Alcune forti emozioni, oppure certe patologie psichiatriche o, ancora, alcune droghe, possono realmente produrre una percezione distaccata di noi stessi dal nostro corpo: uno stato noto alla scienza come "depersonalizzazione". Un doppio esperimento, condotto alla University College di Londra e all'Istituto Federale di Tecnologia di Losanna (Svizzera), ha permesso di ricostruire le dinamiche di questo fenomeno, inducendolo senza l'uso di farmaci e senza agire direttamente sul cervello.
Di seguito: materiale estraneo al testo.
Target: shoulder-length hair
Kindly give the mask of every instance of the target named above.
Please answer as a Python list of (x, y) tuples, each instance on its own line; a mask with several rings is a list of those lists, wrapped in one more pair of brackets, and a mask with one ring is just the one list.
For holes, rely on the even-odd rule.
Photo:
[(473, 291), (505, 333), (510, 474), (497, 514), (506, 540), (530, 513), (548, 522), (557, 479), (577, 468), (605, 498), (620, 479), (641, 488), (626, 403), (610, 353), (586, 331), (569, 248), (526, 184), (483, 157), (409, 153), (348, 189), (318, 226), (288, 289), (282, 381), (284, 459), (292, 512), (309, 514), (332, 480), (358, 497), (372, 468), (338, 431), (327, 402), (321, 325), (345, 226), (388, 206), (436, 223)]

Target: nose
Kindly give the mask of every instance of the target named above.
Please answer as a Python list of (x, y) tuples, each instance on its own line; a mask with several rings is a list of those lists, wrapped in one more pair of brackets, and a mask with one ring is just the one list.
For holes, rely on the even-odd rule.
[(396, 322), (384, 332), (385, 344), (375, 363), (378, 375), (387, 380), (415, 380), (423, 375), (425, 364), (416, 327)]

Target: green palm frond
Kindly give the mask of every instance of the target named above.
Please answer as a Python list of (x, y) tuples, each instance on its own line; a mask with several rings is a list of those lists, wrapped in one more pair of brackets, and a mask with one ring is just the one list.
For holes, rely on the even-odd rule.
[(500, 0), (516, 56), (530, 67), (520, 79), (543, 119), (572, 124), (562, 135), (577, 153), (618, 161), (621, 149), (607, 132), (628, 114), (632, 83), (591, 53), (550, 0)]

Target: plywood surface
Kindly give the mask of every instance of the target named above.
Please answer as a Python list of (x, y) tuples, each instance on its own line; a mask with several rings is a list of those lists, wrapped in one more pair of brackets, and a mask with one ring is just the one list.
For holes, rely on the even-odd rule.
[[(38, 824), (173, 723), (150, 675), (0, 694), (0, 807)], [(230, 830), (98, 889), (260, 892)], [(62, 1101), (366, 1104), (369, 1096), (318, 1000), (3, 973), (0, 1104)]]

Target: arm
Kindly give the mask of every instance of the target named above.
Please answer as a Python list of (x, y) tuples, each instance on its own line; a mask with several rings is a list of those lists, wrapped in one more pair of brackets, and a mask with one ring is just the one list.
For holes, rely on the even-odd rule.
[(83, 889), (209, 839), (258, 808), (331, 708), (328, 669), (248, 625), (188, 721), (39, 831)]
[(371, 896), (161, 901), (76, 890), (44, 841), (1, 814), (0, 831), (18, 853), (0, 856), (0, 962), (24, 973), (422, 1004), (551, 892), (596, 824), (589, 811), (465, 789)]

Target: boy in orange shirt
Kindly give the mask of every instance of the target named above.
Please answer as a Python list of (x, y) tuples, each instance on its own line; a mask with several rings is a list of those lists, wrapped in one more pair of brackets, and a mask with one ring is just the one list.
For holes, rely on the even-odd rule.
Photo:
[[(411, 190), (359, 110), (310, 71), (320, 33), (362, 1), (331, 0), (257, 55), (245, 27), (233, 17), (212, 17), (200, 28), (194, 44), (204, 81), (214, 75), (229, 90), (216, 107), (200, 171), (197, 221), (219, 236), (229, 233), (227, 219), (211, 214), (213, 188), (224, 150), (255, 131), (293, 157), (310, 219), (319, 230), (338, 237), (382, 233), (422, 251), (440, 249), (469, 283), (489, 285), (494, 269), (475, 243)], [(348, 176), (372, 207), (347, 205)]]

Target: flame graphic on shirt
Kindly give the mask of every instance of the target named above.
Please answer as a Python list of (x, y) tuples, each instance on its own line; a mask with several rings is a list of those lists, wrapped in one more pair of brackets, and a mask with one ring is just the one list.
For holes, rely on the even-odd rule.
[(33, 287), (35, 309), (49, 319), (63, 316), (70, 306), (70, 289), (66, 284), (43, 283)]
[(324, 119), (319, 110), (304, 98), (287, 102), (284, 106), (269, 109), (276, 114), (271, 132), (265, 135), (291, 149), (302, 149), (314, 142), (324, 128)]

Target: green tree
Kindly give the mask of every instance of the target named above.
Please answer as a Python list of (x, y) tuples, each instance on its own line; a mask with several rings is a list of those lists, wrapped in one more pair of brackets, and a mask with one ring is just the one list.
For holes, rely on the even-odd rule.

Andrea Porta, 31 agosto 2007
Questa scoperta permetterà di realizzare simulatotori più realistici e videogiochi con effetto tridimensionale, ma offrirà anche nuove applicazioni in medicina, per esempio in chirurgia. |
Quando diciamo che qualcuno è "fuori di sé" intendiamo che è in preda a sentimenti violenti che lo rendono quasi pazzo. Ma non è solo un modo di dire. Le esperienze di depersonalizzazione (definite anche OOBE, ossia out-of-body experiences, cioè esperienze extracorporee) sono episodi in cui un soggetto ha la netta percezione di osservare la realtà dall'esterno del proprio corpo, arrivando addirittura ad avere la sensazione di vederlo da fuori. Statisticamente le esperienze extracorporee non sono rare: secondo le ricerche una persona su dieci ha sperimentato un caso di depersonalizzazione almeno una volta nella vita, spesso dopo l'assunzione di allucinogeni o in seguito a eventi traumatici, come un incidente automobilistico. L'esperimento condotto dal team inglese ha preso a campione una serie di soggetti sani a cui venivano applicati speciali occhiali simili a quelli impiegati nelle simulazioni di realtà virtuale. Alle spalle dei soggetti, a due metri di distanza, erano collocate due telecamere che riprendevano il soggetto da angolazioni leggermente diverse. Le immagini venivano trasmesse agli occhiali, una per lente, così da proporre al soggetto la sua immagine tridimensionale vista da dietro.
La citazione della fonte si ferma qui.